Breakpoint 34, ha_archive::get_row

Breakpoint 37, ha_archive::get_row_version3

Breakpoint 36, ha_archive::unpack_row

Breakpoint 38, ha_archive::rnd_next       

Breakpoint 34, ha_archive::get_row        

Breakpoint 37, ha_archive::get_row_version3     

Current ARCHIVE supports no indexing (and it needn’t to). While doing a select operation, it scans the whole table, as can be seen from above. First it calls rnd_init() to prepare for the scanning, then calls rnd_next(), get_row(), get_row_version3() and unpack_row(). It continues on until reach the end of the table. 

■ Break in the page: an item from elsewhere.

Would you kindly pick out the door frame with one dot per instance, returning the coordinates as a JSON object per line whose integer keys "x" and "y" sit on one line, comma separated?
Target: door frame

For column-based ARCHIVE, we first scan the bitmap file then do a bitwise AND operation to examine whether there are NULL values in a row. To explain this, assume we have written a row (1, ‘Liao’, NULL) into table students, we actually wrote to 3 files. First, the NULL bitmap(001) to bitmap file, then the first column file(1), and then the 2nd column file(‘liao’). Now we first fetch bitmap(001) and examine the 3rd column of this row has NULL value, then we needn’t read the 3rd column file.

After all the specified columns are read, we unpack the row. Also, some cursors may be need if the table has NULL values in some column.

For operations that do selection on only some of the columns, we need only scan the specified column files.